Freeman resigned from Pieta House in 2014, in order to concentrate on developing Solace House, a similar charity based in New York City launched in 2015. The service was initially created to serve the Irish diaspora in New York, but has since supported and counselled people from many nationalities.

== Governance Issues at Pieta House ==
As the founder and former CEO of Pieta House, Freeman faced scrutiny over governance failures during her tenure. A 2012 audit by Pobal, a government funding agency, identified issues such as the use of pre-signed blank cheques, inadequate financial controls, and improper allocation of public funds. These findings led to Pieta House refunding over €30,000 in misallocated grants in 2013.

==Political career==
In 2016, Freeman was nominated by then Taoiseach, Enda Kenny, as a member of Seanad Éireann.

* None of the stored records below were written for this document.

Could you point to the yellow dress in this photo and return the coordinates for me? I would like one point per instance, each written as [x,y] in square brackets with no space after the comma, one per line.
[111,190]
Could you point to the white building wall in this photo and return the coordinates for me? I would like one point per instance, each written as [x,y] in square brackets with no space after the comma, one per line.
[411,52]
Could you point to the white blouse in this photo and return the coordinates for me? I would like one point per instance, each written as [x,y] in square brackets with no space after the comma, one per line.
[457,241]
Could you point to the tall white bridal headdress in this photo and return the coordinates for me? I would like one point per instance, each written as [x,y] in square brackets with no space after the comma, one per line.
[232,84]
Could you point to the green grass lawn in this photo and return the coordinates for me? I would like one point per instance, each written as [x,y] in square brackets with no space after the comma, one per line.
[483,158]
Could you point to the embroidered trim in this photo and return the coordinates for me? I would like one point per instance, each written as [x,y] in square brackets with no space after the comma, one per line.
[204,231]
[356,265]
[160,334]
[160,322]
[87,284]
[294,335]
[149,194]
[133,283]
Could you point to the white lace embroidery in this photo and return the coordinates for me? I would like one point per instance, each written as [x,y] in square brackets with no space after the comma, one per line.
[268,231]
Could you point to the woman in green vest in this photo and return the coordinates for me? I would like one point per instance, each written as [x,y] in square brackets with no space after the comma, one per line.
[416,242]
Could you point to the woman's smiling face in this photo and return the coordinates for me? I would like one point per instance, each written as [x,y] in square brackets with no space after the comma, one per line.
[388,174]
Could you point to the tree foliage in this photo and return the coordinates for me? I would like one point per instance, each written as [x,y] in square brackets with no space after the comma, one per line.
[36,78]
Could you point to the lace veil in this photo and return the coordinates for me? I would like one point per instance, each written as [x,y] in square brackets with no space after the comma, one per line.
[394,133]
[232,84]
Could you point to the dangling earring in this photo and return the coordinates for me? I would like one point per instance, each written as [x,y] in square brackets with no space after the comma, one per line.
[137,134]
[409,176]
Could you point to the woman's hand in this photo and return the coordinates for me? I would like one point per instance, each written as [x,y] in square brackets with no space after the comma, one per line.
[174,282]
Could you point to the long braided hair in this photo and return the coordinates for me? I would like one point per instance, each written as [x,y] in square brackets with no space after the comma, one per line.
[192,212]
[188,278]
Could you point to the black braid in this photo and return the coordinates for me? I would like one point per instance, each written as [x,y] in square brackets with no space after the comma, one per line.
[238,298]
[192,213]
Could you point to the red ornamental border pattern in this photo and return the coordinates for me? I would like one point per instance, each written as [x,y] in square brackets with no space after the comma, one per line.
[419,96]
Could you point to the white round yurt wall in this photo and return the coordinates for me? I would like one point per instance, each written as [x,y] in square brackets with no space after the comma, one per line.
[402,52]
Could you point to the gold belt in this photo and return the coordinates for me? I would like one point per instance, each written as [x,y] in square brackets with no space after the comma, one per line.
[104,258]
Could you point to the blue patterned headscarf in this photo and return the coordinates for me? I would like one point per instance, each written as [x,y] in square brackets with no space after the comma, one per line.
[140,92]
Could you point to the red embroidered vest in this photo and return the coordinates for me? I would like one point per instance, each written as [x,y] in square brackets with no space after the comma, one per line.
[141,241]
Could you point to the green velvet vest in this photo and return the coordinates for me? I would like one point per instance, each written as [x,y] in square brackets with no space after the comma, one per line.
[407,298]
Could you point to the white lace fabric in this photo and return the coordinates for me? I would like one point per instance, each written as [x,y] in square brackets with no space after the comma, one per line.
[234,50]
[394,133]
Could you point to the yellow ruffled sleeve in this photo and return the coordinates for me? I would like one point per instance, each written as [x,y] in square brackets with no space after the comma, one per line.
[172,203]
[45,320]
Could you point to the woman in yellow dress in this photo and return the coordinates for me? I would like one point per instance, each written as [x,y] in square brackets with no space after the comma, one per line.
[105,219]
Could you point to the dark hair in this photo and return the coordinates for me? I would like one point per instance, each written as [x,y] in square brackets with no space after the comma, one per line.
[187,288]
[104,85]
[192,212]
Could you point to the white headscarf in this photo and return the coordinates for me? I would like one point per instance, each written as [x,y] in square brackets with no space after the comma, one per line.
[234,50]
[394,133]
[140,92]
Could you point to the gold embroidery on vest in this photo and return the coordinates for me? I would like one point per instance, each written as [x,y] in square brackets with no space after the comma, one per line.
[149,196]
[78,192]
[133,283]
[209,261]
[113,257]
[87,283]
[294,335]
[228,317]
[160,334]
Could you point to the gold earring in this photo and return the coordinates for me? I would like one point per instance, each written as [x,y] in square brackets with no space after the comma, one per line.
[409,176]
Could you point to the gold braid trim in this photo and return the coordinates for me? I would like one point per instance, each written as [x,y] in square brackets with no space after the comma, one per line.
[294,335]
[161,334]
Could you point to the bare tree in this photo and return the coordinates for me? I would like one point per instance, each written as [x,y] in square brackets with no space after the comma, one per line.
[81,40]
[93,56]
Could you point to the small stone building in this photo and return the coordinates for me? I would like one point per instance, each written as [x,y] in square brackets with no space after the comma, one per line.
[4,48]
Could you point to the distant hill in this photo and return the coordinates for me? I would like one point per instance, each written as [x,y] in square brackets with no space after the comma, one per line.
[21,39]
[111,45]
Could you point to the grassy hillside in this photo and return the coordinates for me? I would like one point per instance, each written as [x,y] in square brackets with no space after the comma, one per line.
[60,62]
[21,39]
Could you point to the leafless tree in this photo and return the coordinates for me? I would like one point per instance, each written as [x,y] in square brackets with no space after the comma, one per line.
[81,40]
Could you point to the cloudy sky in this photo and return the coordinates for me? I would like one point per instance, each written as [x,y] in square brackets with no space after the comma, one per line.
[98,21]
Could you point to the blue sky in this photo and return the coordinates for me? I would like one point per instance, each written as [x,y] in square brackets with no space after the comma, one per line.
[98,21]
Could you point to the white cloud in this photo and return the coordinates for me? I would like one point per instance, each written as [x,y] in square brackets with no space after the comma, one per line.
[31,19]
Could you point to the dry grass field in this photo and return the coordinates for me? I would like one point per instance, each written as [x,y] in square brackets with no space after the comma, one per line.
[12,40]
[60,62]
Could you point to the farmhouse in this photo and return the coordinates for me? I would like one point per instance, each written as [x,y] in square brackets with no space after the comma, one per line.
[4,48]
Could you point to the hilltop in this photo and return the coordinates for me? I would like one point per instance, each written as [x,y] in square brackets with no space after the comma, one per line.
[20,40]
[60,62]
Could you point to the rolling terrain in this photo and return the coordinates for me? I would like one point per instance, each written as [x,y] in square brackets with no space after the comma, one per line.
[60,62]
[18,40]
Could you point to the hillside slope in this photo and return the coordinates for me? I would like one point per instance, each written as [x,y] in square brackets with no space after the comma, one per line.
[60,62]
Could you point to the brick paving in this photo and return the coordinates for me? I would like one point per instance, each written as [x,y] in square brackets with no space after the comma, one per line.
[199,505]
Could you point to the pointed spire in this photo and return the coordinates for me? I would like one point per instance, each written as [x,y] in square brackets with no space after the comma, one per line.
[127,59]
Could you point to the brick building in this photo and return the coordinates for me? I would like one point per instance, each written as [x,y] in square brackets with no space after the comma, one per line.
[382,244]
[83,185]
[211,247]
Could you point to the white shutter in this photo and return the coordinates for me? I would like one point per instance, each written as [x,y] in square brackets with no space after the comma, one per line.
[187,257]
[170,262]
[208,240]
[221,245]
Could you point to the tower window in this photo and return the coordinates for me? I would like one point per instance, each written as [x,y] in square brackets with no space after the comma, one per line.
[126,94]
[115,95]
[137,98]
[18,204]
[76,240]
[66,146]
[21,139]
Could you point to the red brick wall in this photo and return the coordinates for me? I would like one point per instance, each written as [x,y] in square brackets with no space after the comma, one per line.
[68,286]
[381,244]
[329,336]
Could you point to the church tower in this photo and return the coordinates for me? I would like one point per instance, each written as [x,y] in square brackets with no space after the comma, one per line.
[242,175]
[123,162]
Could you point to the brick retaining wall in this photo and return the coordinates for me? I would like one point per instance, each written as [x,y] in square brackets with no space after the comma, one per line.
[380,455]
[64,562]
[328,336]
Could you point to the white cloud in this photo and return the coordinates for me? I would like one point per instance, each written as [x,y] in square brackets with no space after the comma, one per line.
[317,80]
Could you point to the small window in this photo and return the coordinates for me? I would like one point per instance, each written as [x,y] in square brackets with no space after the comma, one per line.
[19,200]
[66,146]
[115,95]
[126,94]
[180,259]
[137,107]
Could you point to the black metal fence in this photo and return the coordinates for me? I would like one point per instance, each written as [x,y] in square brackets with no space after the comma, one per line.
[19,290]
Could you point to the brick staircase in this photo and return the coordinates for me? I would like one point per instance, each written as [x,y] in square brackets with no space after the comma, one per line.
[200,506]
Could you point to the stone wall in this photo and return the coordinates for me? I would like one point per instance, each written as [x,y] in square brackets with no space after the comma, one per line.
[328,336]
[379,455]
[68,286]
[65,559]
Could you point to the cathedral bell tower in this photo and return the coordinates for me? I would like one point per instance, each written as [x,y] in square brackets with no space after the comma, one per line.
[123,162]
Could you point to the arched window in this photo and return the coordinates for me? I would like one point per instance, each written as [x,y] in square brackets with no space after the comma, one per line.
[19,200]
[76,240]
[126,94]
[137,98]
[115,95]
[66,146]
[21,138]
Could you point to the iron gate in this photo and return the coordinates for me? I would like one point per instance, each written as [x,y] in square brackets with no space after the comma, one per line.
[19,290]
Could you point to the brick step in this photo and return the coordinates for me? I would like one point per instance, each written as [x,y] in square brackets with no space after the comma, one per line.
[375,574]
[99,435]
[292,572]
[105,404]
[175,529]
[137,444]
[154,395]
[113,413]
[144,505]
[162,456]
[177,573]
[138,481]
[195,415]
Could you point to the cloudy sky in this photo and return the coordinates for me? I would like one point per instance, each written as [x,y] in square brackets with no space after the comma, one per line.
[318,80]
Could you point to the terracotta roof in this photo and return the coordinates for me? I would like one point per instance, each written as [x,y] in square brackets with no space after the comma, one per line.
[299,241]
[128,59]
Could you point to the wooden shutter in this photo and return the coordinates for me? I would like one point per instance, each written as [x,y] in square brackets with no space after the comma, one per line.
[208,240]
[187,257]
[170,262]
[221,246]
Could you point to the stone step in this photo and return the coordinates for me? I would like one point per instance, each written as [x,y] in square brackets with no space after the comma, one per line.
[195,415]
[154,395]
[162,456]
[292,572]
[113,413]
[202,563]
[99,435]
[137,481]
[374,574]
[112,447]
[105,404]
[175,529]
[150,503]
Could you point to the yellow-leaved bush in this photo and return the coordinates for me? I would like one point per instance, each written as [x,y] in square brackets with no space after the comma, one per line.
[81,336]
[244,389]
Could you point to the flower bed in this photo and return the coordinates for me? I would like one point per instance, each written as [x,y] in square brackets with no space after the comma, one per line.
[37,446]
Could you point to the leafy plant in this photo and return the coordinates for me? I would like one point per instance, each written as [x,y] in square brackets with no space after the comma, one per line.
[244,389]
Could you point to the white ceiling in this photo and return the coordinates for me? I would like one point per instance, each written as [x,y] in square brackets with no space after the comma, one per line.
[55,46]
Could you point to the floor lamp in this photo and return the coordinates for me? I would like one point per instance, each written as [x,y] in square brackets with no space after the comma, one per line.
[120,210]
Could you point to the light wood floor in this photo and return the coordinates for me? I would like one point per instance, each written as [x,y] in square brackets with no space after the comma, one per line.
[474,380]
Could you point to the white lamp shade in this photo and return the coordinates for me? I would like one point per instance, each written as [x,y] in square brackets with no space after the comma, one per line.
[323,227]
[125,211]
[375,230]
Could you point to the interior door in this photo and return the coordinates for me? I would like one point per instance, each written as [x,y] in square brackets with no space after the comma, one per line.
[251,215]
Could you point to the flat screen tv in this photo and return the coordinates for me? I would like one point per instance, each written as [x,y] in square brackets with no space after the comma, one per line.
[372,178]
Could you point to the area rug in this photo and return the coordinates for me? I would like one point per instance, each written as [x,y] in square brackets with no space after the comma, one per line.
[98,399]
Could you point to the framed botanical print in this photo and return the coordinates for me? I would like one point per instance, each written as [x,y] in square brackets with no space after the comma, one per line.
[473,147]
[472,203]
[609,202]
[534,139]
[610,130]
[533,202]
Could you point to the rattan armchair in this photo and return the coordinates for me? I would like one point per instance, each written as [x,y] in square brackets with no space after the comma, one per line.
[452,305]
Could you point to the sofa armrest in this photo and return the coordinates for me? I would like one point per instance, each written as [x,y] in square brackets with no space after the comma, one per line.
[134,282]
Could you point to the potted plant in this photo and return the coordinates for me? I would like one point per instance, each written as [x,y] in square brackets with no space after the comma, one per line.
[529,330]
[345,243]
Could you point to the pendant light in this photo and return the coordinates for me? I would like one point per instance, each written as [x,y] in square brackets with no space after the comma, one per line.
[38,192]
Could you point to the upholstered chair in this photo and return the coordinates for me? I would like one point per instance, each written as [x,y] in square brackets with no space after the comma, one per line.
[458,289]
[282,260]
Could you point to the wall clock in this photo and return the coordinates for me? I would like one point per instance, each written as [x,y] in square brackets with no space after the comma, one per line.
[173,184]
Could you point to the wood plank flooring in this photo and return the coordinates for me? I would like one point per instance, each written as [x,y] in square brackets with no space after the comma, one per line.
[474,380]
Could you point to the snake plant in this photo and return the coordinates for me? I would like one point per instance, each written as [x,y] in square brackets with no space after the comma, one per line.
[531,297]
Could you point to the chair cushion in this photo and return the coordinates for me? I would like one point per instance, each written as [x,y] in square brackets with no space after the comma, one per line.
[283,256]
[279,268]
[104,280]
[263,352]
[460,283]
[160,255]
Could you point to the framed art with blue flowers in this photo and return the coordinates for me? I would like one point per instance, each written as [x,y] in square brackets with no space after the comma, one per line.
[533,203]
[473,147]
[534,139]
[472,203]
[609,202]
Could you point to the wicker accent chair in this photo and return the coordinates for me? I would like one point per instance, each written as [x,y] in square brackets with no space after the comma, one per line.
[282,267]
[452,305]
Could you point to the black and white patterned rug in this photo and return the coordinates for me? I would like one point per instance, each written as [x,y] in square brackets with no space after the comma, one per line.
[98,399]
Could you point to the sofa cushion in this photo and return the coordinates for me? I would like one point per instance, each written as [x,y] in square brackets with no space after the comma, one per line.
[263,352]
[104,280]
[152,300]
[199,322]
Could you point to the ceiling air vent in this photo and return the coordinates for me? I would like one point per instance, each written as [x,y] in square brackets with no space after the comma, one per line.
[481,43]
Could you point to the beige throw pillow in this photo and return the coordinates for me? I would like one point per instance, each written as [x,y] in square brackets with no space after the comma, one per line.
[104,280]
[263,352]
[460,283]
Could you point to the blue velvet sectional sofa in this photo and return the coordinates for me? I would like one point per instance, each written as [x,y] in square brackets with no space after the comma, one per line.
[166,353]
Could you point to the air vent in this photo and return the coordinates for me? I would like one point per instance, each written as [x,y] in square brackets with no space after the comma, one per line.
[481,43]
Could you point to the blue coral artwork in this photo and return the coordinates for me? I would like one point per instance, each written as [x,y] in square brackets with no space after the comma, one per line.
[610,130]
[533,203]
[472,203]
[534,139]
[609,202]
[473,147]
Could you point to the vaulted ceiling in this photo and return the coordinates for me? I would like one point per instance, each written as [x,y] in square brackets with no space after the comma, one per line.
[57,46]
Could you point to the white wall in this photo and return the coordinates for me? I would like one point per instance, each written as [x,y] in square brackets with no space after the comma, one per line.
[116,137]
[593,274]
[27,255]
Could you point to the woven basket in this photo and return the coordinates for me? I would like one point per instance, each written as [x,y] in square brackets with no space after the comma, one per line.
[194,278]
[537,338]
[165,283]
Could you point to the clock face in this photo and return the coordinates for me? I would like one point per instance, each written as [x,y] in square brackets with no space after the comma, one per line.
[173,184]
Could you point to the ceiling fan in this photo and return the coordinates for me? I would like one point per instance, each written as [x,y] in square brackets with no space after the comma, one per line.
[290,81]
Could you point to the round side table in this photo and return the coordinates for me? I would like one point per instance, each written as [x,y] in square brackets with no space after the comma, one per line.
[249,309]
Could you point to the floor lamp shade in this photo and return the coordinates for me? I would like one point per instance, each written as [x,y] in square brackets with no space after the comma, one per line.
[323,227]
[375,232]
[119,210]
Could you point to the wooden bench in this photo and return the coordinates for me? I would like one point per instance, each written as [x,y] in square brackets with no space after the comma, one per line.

She helped form, and now chairs, Ireland's first Committee on the Future of Mental Healthcare. She is also a member of the Joint Committee on Children and Youth Affairs. She is a former member of the Council for Justice and Peace of the Irish Catholic Bishops' Conference, at one time speaking to raise awareness on suicide prevention training programmes provided by Pieta House.

Freeman received the nomination of four councils required to be a candidate in the 2018 presidential election. The incumbent President Michael D. Higgins was running for re-election and an election was held on 26 October 2018.

The Times described Freeman as having "strong family links with the anti-abortion movement". Her sister, Theresa Lowe, and her niece, Maria Steen, argued for a No vote in the referendum to repeal the Eighth Amendment on televised debates on RTÉ and TV3. Freeman had said that although she voted No in the referendum, she "would be happy to carry the voice of the people and sign resulting legislation into law as president" and noted her daughter's involvement in the Yes campaign. Independent TD Mattie McGrath will support Freeman if she runs, stating that "a good Catholic president would be refreshing". If elected, Freeman had said she would have set up a "National Assembly of Well-being".

During the campaign, the Irish Independent reported on a speech by Freeman in which she claimed that her eczema had been miraculously cured following a visit to Knock Shrine when she was a teenager.

== Presidential campaign financing ==
During her 2018 presidential bid, Freeman received a €120,000 loan from Des Walsh, a former boyfriend and then-president of Herbalife Nutrition. Her acceptance of this loan raised questions, particularly given Herbalife's past controversies, including allegations of operating as a pyramid scheme. Freeman defended her decision, stating she trusted Walsh's character and did not feel the need for a background check.

Freeman's 2018 presidential campaign incurred expenses exceeding €250,000. Finishing fifth in the election, she did not qualify for reimbursement of these expenses, leading to discussions about the financial prudence of her campaign. Despite the losses, Freeman maintained that running for president was a valuable experience.

== Personal life ==
Freeman is a native of Dublin. The sixth of the eight children of Marie and John Lowe, she lived in Warwickshire, England, where her parents moved when she was a baby. Her family returned to Dublin when she was 12, and her father took up a job managing his brother's pub, The Sword, on Camden Street.

She is married to Patrick Freeman and has four children. She holds a degree and MA in psychology. In June 2018, Freeman received the Trailblazer Award from the Women's Executive Network, Ireland. In 2019, Trinity College Dublin awarded her with an honorary doctorate.